There are four operators available to check the status of the table.

  • DqopsAssertTableStatusOperator: A generic Airflow assert table status operator that is used to receive the overall status of a table in DQOps.
  • DqopsAssertProfilingTableStatusOperator: Verifies the status of profiling checks.
  • DqopsAssertMonitoringTableStatusOperator: Verifies the status of monitoring checks.
  • DqopsAssertPartitionedTableStatusOperator: Verifies the status of partition checks.

Operator parameters

Parameters allow the selection of specific check results to be included in the received status. The required parameters set clearly indicate the specific table in a connection.

Name Description Type
connection_name (Required) The name of the connection in DQOps. str
schema_name (Required) The name of the schema. str
table_name (Required) The name of the table. str
months The number of months for reviewing the data quality check results. The default value is 1, which includes the current month and 1 previous month. For partitioned checks, it is the number of months to analyze. Union[Unset, None, int]
profiling (Only available in DqopsAssertTableStatusOperator operator) Boolean flag to enable reading also the most recent status of profiling data quality checks. By default, DQOps does not read the check results of profiling checks. Union[Unset, None, bool]
monitoring (Only available in DqopsAssertTableStatusOperator operator) Boolean flag to configure reading the most recent status of monitoring data quality checks. By default, DQOps finds the most recent check result for each data quality check and returns its severity status. The default value is True. Union[Unset, None, bool]
partitioned (Only available in DqopsAssertTableStatusOperator operator) Boolean flag to configure reading the most recent status of partitioned data quality checks. By default, DQOps reads the check execution statuses of ALL partitioned checks in the filtered time range, for all partitions (time periods), because data quality issues could be present in earlier partitions. The default value is True. Union[Unset, None, bool]
check_time_scale Time scale filter for monitoring and partition checks (values: daily or monthly). Union[Unset, None, CheckTimeScale]
data_group The name of the data group. Union[Unset, None, str]
check_name The name of the data quality check. Union[Unset, None, str]
category The name of the check category. Union[Unset, None, str]
table_comparison The name of the table comparison created in DQOps. Union[Unset, None, str]
quality_dimension The name of the data quality dimension for which the check is categorized. Union[Unset, None, str]
base_url The base url to DQOps application. Default value is http://localhost:8888/, which is the instance of DQOps started locally str
wait_timeout The number of seconds the client will wait for activity before terminating the idle task. If not set, the timeout is read from the client’s default value, which is set to 120 seconds. int
fail_on_timeout By default, exceeding the timeout limit causes the status of the task to end with the Failed status. By setting the flag of this parameter to True, the status of the failed task will result in the Success status. bool [optional, default=True]
fail_at_severity The threshold level of rule severity, causing the Airflow task to terminate with a Failed status. RuleSeverityLevel [optional, default=RuleSeverityLevel.FATAL]

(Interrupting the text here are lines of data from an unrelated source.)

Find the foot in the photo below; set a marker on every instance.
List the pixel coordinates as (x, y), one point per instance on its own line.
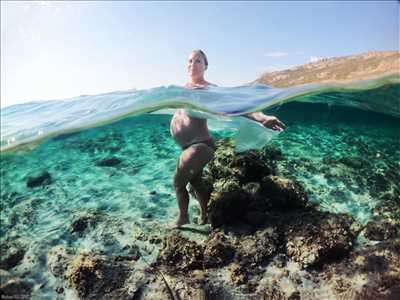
(181, 221)
(203, 219)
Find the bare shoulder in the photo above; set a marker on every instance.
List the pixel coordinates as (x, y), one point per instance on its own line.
(211, 84)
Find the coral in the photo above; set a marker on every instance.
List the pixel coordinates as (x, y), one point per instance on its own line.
(314, 237)
(218, 250)
(180, 253)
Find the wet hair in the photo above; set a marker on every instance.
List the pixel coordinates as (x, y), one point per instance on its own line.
(204, 56)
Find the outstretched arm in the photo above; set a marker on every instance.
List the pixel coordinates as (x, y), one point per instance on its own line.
(268, 121)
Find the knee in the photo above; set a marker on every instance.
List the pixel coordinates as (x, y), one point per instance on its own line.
(178, 184)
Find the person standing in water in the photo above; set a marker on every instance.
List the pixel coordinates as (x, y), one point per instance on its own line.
(197, 144)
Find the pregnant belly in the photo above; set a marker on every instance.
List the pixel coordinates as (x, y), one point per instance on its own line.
(188, 132)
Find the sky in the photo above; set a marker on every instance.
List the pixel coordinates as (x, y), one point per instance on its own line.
(61, 49)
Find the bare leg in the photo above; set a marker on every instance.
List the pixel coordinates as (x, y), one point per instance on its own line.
(202, 196)
(182, 197)
(190, 164)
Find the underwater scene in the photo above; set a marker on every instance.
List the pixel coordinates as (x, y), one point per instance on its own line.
(314, 213)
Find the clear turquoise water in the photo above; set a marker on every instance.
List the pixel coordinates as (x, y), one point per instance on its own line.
(346, 158)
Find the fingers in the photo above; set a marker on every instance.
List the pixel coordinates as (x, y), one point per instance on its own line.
(281, 124)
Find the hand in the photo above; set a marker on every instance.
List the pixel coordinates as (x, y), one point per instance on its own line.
(273, 122)
(268, 121)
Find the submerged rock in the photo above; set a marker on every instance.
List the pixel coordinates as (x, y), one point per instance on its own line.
(372, 272)
(218, 250)
(12, 254)
(58, 259)
(379, 230)
(109, 162)
(314, 238)
(96, 277)
(180, 253)
(252, 250)
(228, 202)
(42, 178)
(283, 193)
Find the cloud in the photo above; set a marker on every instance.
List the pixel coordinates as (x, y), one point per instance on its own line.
(276, 54)
(315, 58)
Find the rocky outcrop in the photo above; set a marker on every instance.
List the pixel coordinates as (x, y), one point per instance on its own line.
(12, 253)
(336, 70)
(315, 238)
(181, 254)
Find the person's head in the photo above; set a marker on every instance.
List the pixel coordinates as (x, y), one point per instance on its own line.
(197, 64)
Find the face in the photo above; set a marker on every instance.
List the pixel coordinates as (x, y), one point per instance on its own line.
(196, 65)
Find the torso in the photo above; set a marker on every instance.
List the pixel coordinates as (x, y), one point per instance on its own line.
(187, 130)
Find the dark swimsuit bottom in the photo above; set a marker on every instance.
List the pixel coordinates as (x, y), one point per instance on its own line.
(209, 142)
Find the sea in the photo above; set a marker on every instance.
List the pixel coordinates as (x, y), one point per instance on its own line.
(113, 155)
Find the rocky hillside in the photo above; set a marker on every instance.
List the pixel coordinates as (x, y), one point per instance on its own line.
(336, 69)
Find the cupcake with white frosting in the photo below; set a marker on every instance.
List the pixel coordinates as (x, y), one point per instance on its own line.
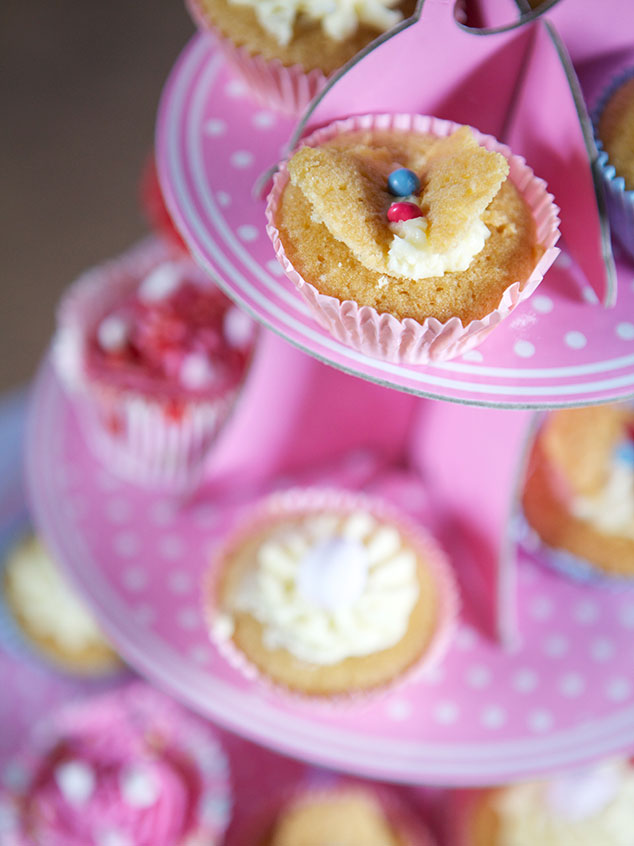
(346, 813)
(50, 616)
(410, 237)
(579, 492)
(587, 807)
(153, 354)
(286, 49)
(329, 594)
(129, 768)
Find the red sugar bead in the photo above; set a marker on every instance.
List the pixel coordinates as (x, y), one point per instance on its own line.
(403, 211)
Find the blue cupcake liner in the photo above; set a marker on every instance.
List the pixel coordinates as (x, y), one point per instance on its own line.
(562, 562)
(620, 201)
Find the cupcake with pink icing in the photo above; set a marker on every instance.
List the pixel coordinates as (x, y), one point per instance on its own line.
(126, 769)
(154, 354)
(587, 807)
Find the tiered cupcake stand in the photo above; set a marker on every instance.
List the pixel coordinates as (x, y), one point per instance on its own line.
(540, 674)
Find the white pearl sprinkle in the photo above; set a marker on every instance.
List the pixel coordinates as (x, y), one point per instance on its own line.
(161, 282)
(138, 787)
(112, 334)
(76, 781)
(197, 372)
(238, 327)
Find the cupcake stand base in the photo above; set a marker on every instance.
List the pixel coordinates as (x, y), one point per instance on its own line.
(36, 688)
(562, 696)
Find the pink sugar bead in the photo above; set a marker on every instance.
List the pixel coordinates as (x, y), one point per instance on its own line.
(403, 211)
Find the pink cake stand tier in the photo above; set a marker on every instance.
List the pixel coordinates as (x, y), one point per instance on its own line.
(558, 348)
(563, 696)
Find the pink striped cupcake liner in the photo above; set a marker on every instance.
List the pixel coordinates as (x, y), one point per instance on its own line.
(409, 341)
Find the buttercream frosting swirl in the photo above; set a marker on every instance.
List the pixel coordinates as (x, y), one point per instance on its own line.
(329, 587)
(339, 19)
(579, 809)
(411, 255)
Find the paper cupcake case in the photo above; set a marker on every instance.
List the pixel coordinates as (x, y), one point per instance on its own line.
(620, 201)
(300, 501)
(136, 435)
(286, 89)
(156, 716)
(408, 341)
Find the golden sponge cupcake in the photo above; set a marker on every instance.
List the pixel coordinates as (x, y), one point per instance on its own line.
(50, 616)
(329, 594)
(614, 130)
(409, 237)
(579, 491)
(583, 808)
(286, 50)
(347, 814)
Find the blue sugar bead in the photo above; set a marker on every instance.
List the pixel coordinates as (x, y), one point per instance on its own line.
(625, 452)
(403, 182)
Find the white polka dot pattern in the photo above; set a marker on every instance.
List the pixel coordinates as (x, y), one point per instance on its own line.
(554, 349)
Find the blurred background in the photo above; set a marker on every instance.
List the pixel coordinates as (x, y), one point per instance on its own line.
(80, 85)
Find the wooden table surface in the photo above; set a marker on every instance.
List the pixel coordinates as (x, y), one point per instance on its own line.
(79, 89)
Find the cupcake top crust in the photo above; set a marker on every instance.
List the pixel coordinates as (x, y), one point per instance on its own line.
(450, 247)
(616, 131)
(579, 489)
(583, 808)
(50, 613)
(350, 817)
(328, 601)
(307, 33)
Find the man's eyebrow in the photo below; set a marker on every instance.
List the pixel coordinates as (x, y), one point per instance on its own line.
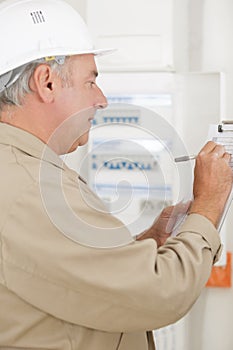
(94, 73)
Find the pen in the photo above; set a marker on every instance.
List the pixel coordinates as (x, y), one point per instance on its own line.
(184, 158)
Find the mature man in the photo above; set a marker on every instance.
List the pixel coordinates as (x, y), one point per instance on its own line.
(57, 290)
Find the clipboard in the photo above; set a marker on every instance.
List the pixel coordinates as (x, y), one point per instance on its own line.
(223, 135)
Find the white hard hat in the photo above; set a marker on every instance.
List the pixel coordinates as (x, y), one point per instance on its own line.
(33, 29)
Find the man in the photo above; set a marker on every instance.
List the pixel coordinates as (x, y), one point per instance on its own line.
(57, 290)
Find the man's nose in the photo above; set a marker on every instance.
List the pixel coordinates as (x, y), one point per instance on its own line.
(101, 100)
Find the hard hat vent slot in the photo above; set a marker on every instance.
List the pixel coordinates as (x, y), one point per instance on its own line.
(37, 17)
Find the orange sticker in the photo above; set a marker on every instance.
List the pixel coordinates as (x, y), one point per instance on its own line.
(221, 275)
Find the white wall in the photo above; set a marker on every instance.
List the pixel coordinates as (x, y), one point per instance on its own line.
(211, 49)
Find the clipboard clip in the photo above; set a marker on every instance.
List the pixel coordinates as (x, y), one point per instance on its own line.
(226, 125)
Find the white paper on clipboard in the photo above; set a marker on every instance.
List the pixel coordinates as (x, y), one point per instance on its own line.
(223, 135)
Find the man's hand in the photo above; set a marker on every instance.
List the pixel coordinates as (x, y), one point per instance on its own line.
(212, 182)
(163, 226)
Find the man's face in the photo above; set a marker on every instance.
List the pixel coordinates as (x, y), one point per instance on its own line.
(78, 102)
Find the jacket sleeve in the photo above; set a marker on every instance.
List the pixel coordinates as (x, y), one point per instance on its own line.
(125, 288)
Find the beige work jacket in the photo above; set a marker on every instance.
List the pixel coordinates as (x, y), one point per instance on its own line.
(59, 292)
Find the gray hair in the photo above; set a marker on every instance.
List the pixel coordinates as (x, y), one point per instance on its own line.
(14, 94)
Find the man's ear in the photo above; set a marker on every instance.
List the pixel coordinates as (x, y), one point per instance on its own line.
(43, 83)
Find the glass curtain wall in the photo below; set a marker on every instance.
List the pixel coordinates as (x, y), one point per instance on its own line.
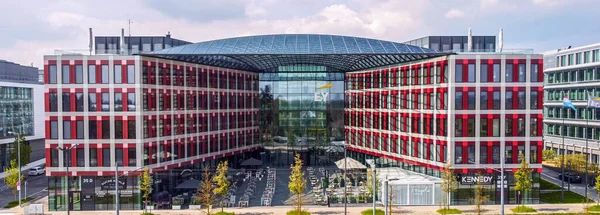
(302, 111)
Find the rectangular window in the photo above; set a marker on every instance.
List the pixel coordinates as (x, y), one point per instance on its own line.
(66, 74)
(458, 73)
(131, 129)
(483, 73)
(533, 100)
(93, 157)
(130, 101)
(458, 154)
(522, 72)
(471, 97)
(470, 127)
(92, 101)
(131, 74)
(509, 73)
(118, 101)
(118, 129)
(52, 73)
(106, 157)
(534, 72)
(458, 101)
(105, 129)
(471, 73)
(105, 102)
(53, 100)
(66, 102)
(80, 129)
(104, 70)
(471, 155)
(483, 155)
(93, 131)
(79, 102)
(118, 74)
(91, 74)
(79, 74)
(53, 129)
(66, 129)
(508, 100)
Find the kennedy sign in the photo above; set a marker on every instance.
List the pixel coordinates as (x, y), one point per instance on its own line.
(474, 179)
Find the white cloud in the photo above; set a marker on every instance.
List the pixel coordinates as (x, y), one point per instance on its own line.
(454, 13)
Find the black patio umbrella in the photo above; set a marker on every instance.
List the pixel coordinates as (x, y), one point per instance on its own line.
(251, 162)
(188, 184)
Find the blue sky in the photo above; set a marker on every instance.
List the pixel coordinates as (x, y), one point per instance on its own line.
(35, 28)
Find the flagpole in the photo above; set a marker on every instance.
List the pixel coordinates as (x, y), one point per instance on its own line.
(562, 165)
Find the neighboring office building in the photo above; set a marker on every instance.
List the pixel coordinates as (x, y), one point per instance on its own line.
(468, 108)
(20, 110)
(575, 74)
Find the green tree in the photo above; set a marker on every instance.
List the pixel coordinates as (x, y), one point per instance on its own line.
(448, 185)
(25, 150)
(480, 196)
(297, 182)
(12, 177)
(145, 186)
(548, 155)
(206, 193)
(598, 186)
(369, 184)
(523, 178)
(221, 180)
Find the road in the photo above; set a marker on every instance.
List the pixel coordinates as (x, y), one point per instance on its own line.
(578, 188)
(36, 186)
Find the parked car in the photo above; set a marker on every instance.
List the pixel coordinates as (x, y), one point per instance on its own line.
(573, 178)
(37, 171)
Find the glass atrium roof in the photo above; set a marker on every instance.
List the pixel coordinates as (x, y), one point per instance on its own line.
(265, 53)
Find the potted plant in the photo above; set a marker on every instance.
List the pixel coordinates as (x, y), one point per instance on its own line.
(176, 204)
(195, 204)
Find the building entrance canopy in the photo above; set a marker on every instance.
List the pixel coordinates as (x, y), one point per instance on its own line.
(266, 53)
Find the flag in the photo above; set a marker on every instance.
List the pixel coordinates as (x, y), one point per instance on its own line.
(567, 103)
(326, 86)
(593, 101)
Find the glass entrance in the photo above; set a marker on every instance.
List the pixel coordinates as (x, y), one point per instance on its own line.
(75, 200)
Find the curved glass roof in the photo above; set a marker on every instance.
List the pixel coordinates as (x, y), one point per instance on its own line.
(265, 53)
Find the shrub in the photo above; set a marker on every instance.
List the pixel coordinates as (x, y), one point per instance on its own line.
(370, 212)
(224, 213)
(295, 212)
(16, 202)
(449, 211)
(523, 209)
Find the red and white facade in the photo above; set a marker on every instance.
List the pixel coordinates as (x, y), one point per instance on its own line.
(454, 109)
(164, 114)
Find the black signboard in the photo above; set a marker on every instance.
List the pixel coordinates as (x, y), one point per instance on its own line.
(88, 184)
(109, 184)
(474, 179)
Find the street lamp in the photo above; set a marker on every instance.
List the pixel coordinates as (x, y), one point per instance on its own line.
(68, 151)
(501, 182)
(371, 162)
(387, 193)
(18, 160)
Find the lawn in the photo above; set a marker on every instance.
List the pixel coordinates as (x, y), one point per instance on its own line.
(554, 197)
(546, 185)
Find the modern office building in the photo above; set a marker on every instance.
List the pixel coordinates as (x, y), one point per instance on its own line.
(575, 74)
(21, 111)
(188, 106)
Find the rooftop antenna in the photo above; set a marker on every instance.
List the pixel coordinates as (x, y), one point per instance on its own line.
(129, 23)
(470, 41)
(500, 40)
(91, 41)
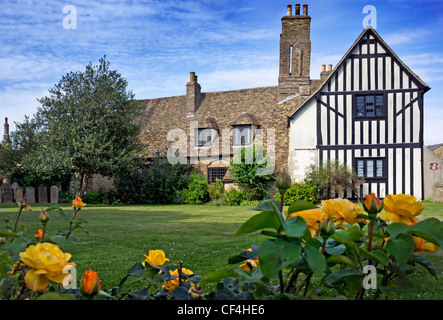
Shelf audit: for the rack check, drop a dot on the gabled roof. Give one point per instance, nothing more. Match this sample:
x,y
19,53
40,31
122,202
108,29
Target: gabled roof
x,y
367,31
245,118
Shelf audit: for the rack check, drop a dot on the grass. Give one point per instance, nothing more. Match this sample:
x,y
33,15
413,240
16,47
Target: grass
x,y
203,237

Above parameters are the only parameters that are the addition to the standard parameters of BaseOperator, from which the described operator inherits. For the complete list of parameters that are supported by BaseOperator, visit the official Airflow webpage https://airflow.apache.org/

Set up the operator

Entry requirements include:

  • Installation of Python package from PyPi called dqops
  • Configuration of data source and checks in DQOps platform.

DAG example

The following example shows how to configure an operator that receive status from the enabled monitoring checks on the "maven_restaurant_ratings.consumers" table located in "example_connection". The operator connects to the locally started DQOps server.

import datetime
import pendulum
from airflow import DAG
from dqops.airflow.table_status.dqops_assert_monitoring_table_status_operator import DqopsAssertMonitoringTableStatusOperator

with DAG(
    dag_id="example_connection_dqops_assert_table_status",
    schedule=datetime.timedelta(hours=12),
    start_date=pendulum.datetime(2023, 1, 1, tz="UTC"),
    catchup=False,
) as dag:
    assert_status_task = DqopsAssertMonitoringTableStatusOperator(
        task_id="dqops_assert_table_status_operator_task",
        base_url="http://host.docker.internal:8888",
        connection_name="example_connection",
        schema_name="maven_restaurant_ratings",
        table_name="consumers"
    )

Execution results

Airflow DAG provides logs to the executed tasks. The status details will be displayed in one line in the Airflow Logs tab of the executed task as a JSON formatted INFO level log. An example of the response from the DQOps platform is shown below.

{
  'connection_name': 'example_connection', 
  'schema_name': 'maven_restaurant_ratings', 
  'table_name': 'consumers', 
  'highest_severity_issue': 'fatal', 
  'last_check_executed_at': '2023-11-08T17:23:00.188Z', 
  'executed_checks': 148, 
  'valid_results': 143, 
  'warnings': 0, 
  'errors': 0, 
  'fatals': 5, 
  'execution_errors': 0, 
  'failed_checks_statuses': {
    'daily_row_count': 'fatal'
  },
  'checks': {
    'daily_table_availability': {
      'severity': 'valid',
      'executed_at': '2023-11-08T17:23:00.188Z',
      'category': 'availability',
      'quality_dimension': 'Availability'
    },
    'daily_column_count_changed': {
      'severity': 'fatal',
      'executed_at': '2023-11-08T17:23:00.187Z',
      'category': 'schema',
      'quality_dimension': "Consistency"
    }
  },
  'columns': {
    'date': {
      'highest_severity_level': 'valid',
      'last_check_executed_at': '2023-11-08T17:23:00.108Z',
      'executed_checks': 36,
      'valid_results': 31,
      'warnings': 0,
      'errors': 0,
      'fatals': 0,
      'execution_errors': 5,
      'checks': {
        'daily_column_type_changed': {
          'severity': 'valid',
          'executed_at': '2023-11-08T17:23:00.073Z',
          'category': 'schema',
          'quality_dimension': 'Consistency'
        },
        'daily_column_exists': {
          'severity': 'valid',
          'executed_at': '2023-11-08T17:23:00.074Z',
          'category': 'schema',
          'quality_dimension': 'Validity'
        }
      }
    }
  }
}

The example indicates that out of 148 executed checks, 5 failed with a Fatal result. The failed checks name was daily_row_count, as shown in the failed_checks_statuses JSON object. Here we used the default number of months which is from the beginning of the previous month to the present.

Tip

It is easy to verify the issue with row count, which exceeds the expected limit set by the check's rules. In such a case, we need to check if data was loaded or adjust the rule thresholds if the number of rows is as expected.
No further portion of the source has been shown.